All HIV-infected patients should be tested for HBV and HCV infection, and assessed for immunity to hepatitis A. If patients are non-immune, vaccination is recommended. Hepatitis B surface antigen (HBsAg)-positive patients should be tested for HBV-DNA quantitatively before the initiation of HAART. Regardless of CD4+ T cell count or HBV treatment status, HAART-including agents with both anti-HIV and anti-HBV activity are recommended. As the NRTI backbone of HAART, a combination of TDF+FTC or TDF + 3TC is recommended [132930]. If HBV treatment is needed and TDF cannot be used, the alternative option is entecavir in addition to a fully suppressive HAART [31]. Other options include peginterferon alfa (PegIFN) monotherapy or adefovir in combination with 3TC, FTC, or telbivudine in addition to a fully suppressive antiretroviral regimen [133233]. Entecavir, which is active against HIV, must be used in addition to a fully suppressive antiretroviral regimen [3134]. The discontinuation of agents with anti-HBV activity should be carefully monitored [35]. If HAART needs to be modified due to HIV virologic failure and the patient has optimal HBV suppression, the antiretroviral drugs active against HBV should be continued in combination with other suitable antiretroviral agents to achieve HIV suppression. Initial testing for HCV should be performed by measuring anti-HCV in the blood, and if positive, a confirmatory test measuring the plasma HCV-RNA level should be done quantitatively. In patients with HIV/HCV coinfection, pre-treatment assessments prior to HCV treatment include the HCV genotype, IL-28B genotype, and stage of liver disease [36373839]. HAART should be considered for HIV/HCV coinfected patients regardless of CD4+ T cell count [404142]. A combination of PegIFN plus ribavirin is the recommended backbone of therapy for HIV/HCV coinfected patients regardless of HCV genotype.
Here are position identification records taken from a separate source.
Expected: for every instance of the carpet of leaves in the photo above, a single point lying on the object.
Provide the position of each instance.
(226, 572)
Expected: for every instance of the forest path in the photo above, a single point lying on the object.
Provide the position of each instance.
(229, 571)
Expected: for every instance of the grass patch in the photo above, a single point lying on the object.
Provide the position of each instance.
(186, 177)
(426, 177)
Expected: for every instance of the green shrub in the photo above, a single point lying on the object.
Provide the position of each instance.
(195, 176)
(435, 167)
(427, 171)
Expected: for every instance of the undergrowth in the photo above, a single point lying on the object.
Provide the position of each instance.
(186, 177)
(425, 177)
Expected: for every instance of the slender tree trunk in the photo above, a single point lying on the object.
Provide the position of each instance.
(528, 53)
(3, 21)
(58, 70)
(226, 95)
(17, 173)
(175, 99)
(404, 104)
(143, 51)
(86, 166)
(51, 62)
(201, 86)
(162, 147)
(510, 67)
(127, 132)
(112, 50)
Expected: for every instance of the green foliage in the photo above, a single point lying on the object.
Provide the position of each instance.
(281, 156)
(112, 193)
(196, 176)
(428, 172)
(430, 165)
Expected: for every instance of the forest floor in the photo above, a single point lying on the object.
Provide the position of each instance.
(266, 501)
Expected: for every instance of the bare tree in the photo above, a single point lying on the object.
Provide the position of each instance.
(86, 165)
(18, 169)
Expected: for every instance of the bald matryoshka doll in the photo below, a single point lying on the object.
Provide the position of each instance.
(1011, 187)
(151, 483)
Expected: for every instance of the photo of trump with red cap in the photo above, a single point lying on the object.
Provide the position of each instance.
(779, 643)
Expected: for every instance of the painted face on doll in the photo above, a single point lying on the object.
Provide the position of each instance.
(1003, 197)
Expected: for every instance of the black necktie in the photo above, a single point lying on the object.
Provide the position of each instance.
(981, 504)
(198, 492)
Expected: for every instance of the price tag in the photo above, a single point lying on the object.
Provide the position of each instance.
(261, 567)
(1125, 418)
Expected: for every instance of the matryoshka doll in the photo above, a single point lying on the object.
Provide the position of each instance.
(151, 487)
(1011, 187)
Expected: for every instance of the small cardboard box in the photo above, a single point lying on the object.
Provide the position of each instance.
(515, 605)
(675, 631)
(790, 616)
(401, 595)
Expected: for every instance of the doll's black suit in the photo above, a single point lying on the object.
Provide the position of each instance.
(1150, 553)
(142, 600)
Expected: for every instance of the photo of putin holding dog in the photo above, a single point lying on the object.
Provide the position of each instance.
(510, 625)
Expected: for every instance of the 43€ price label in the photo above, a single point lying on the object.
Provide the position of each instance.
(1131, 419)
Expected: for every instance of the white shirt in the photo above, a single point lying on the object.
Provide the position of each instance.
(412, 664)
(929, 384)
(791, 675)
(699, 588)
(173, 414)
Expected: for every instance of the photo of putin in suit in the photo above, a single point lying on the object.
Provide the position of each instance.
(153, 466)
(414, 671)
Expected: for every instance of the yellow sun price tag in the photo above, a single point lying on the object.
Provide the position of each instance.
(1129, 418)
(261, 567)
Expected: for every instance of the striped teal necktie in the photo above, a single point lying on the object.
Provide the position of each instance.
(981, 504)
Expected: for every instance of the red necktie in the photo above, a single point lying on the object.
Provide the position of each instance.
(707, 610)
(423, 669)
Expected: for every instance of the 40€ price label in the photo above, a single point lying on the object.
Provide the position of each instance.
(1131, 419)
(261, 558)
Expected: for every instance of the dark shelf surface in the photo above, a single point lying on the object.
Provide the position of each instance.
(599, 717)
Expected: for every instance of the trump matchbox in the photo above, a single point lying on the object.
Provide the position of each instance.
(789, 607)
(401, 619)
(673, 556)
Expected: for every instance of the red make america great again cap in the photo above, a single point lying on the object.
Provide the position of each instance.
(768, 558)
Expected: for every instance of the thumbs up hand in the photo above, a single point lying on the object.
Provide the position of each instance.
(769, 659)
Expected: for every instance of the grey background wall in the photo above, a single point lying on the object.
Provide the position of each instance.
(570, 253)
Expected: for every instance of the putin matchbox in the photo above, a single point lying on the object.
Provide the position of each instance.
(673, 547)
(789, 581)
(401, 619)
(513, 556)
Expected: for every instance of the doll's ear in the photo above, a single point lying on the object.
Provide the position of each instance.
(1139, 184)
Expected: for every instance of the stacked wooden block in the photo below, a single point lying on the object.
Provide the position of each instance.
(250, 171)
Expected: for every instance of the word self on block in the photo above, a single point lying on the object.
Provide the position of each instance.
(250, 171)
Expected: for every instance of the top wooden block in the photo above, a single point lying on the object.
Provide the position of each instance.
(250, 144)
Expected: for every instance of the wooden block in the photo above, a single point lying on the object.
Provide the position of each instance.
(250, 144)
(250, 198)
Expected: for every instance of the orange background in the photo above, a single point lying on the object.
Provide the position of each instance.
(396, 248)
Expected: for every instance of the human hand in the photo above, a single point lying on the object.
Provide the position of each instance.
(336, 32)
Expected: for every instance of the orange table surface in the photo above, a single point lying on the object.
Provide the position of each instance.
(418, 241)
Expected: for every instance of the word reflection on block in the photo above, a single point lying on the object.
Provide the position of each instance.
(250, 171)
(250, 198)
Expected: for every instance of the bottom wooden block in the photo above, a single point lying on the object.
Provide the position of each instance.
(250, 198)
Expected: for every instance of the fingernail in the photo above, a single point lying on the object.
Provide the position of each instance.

If ribavirin cannot be used, PegIFN monotherapy is recommended. Potential drug-drug interaction and toxicity should be carefully monitored when treating HIV/HBV and HIV/HCV coinfected patients [43444546474849].
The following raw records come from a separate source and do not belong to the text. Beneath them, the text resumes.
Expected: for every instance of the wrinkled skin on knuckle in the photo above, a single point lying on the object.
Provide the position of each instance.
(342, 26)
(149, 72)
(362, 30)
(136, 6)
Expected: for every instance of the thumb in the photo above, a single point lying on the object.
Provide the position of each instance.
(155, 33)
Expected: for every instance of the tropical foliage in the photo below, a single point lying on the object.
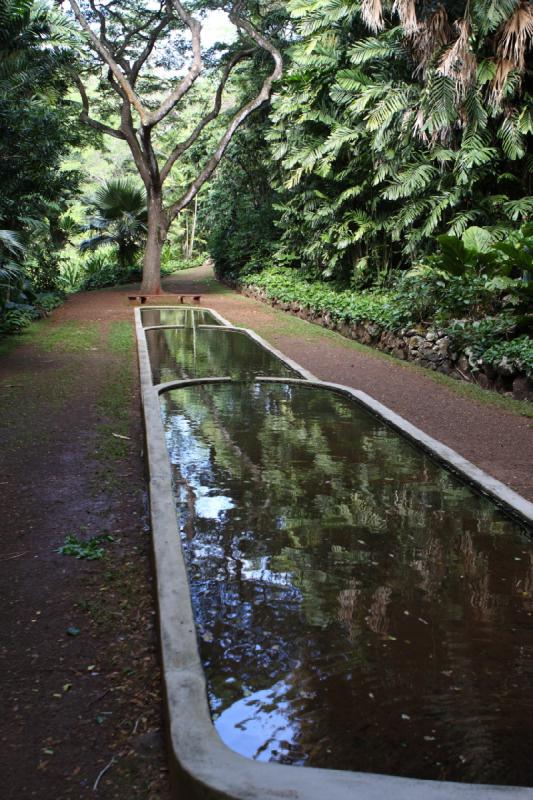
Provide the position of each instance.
(36, 130)
(117, 216)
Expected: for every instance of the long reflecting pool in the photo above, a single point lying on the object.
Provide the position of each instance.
(179, 353)
(357, 606)
(177, 316)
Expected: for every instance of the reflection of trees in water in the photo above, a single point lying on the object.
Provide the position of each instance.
(341, 541)
(203, 352)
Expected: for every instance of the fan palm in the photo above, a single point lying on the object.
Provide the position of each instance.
(117, 216)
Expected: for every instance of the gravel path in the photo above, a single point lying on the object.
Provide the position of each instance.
(497, 440)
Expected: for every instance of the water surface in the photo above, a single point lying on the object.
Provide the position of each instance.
(177, 316)
(179, 353)
(357, 606)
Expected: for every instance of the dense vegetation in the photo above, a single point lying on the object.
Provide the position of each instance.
(398, 169)
(389, 179)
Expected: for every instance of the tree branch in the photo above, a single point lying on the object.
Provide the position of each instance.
(238, 119)
(106, 56)
(87, 120)
(213, 114)
(150, 44)
(194, 71)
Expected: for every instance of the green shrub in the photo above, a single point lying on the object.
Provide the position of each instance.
(101, 269)
(518, 354)
(15, 319)
(172, 261)
(480, 335)
(287, 286)
(47, 301)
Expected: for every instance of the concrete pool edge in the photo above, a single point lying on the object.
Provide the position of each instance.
(215, 771)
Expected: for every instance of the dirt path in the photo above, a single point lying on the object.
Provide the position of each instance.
(80, 681)
(495, 439)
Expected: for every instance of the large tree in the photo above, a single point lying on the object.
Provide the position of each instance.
(136, 42)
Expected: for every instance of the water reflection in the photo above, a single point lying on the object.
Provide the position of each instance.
(178, 353)
(177, 316)
(357, 606)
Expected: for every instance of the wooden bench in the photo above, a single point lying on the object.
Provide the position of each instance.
(142, 298)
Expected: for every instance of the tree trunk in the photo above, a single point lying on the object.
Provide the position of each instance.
(193, 227)
(157, 234)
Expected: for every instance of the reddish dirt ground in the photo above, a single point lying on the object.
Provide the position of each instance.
(494, 439)
(74, 705)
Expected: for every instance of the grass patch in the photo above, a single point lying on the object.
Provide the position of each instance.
(120, 337)
(114, 404)
(27, 336)
(92, 549)
(69, 337)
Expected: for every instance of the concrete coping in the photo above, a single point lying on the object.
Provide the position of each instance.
(197, 754)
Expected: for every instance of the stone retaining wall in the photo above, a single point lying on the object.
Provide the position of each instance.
(426, 347)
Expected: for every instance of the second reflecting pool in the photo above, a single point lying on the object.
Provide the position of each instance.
(178, 353)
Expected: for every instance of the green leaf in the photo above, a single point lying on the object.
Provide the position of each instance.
(478, 240)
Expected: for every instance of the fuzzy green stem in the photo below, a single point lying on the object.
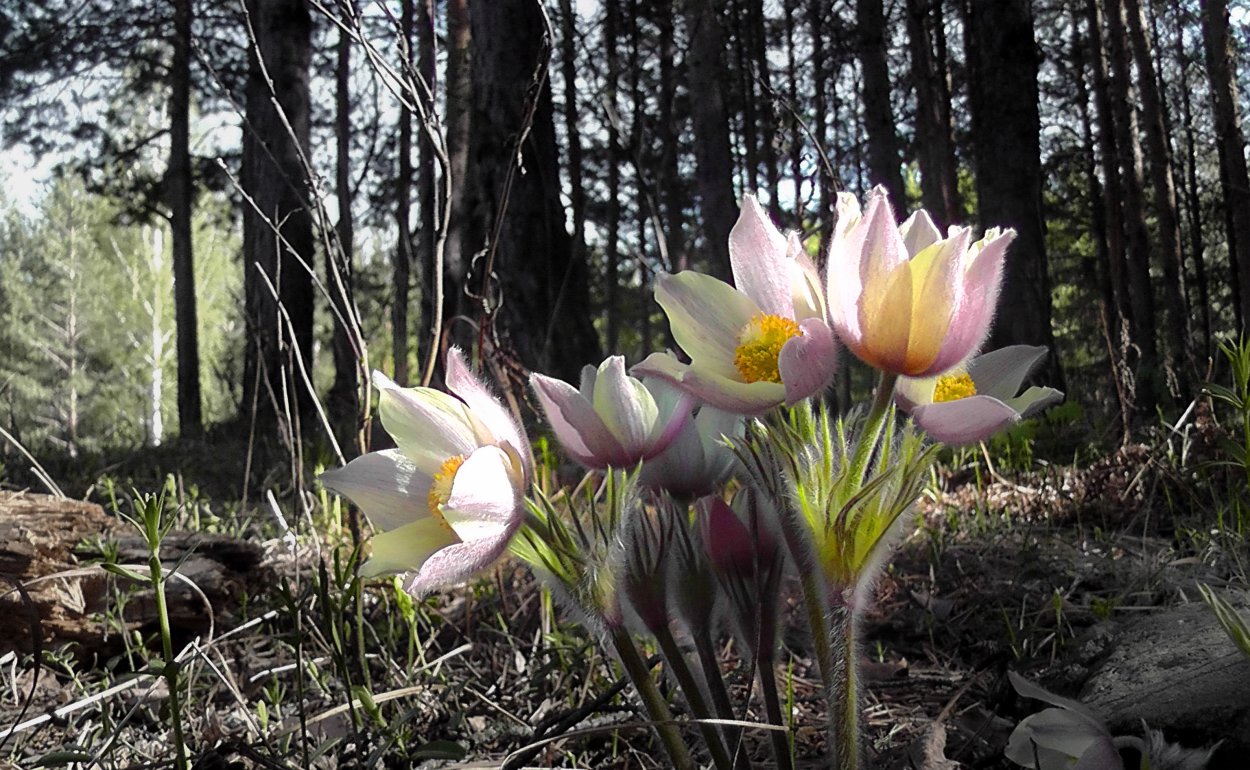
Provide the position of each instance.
(871, 431)
(773, 710)
(661, 719)
(720, 696)
(844, 696)
(171, 665)
(694, 695)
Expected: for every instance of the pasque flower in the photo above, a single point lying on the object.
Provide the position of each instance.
(613, 419)
(905, 299)
(699, 459)
(760, 344)
(448, 500)
(971, 403)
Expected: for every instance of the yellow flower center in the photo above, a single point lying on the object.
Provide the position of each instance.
(759, 345)
(954, 386)
(440, 490)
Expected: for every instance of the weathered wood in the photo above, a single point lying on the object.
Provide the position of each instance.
(50, 545)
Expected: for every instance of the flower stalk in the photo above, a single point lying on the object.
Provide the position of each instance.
(654, 703)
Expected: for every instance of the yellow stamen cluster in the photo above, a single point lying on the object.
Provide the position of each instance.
(759, 345)
(954, 386)
(440, 490)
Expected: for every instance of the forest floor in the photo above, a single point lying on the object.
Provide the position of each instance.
(1028, 569)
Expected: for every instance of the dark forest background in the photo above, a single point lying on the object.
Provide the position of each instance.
(250, 201)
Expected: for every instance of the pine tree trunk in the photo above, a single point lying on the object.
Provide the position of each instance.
(344, 394)
(714, 161)
(1230, 145)
(459, 249)
(1180, 355)
(1005, 145)
(545, 314)
(883, 139)
(426, 180)
(278, 234)
(670, 180)
(401, 260)
(935, 145)
(1193, 205)
(179, 183)
(611, 275)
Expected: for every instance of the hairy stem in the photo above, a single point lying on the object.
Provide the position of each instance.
(773, 710)
(171, 665)
(661, 719)
(694, 695)
(871, 433)
(844, 696)
(720, 698)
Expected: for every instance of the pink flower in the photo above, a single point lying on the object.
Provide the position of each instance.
(971, 404)
(904, 299)
(449, 499)
(613, 419)
(760, 344)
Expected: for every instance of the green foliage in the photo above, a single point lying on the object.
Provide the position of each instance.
(1233, 485)
(1234, 624)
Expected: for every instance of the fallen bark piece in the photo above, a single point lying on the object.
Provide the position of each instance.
(1179, 673)
(49, 545)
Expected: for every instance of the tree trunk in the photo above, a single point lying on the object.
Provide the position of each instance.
(1180, 358)
(344, 394)
(1193, 205)
(179, 183)
(935, 145)
(670, 180)
(545, 314)
(278, 233)
(883, 139)
(1118, 270)
(401, 261)
(426, 181)
(573, 133)
(611, 276)
(1230, 145)
(714, 163)
(1005, 145)
(1141, 298)
(459, 248)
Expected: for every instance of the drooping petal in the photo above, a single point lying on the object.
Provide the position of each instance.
(1034, 400)
(1000, 373)
(910, 393)
(576, 426)
(385, 485)
(485, 406)
(626, 409)
(919, 231)
(935, 288)
(729, 543)
(711, 388)
(428, 425)
(885, 321)
(983, 279)
(883, 249)
(458, 563)
(965, 420)
(806, 289)
(758, 258)
(1061, 736)
(843, 281)
(808, 361)
(705, 315)
(406, 548)
(484, 501)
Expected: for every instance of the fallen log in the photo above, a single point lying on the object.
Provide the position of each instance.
(54, 546)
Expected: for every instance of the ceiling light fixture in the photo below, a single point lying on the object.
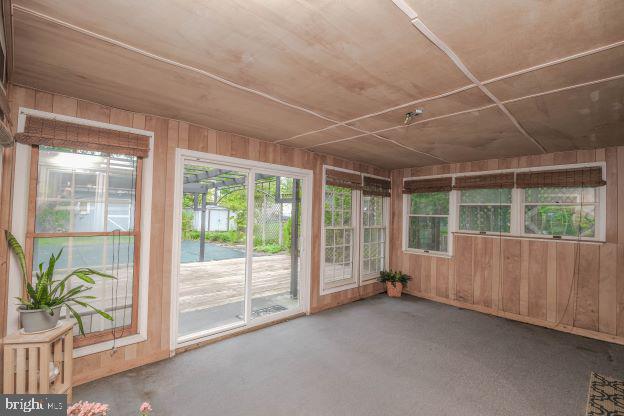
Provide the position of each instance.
(410, 115)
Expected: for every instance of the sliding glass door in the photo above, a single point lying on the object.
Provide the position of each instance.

7. Management of HIV-infected pregnant women

Women of childbearing potential should undergo pregnancy testing before initiation of efavirenz. Use of HAART during pregnancy has reduced the rate of perinatal transmission of HIV from approximately 30% to 0.1% to 0.5% [50]. Thus, HAART is recommended for all HIV-infected pregnant women. When selecting an antiretroviral regimen for a pregnant woman, clinicians should consider the known safety, and efficacy data for each agent.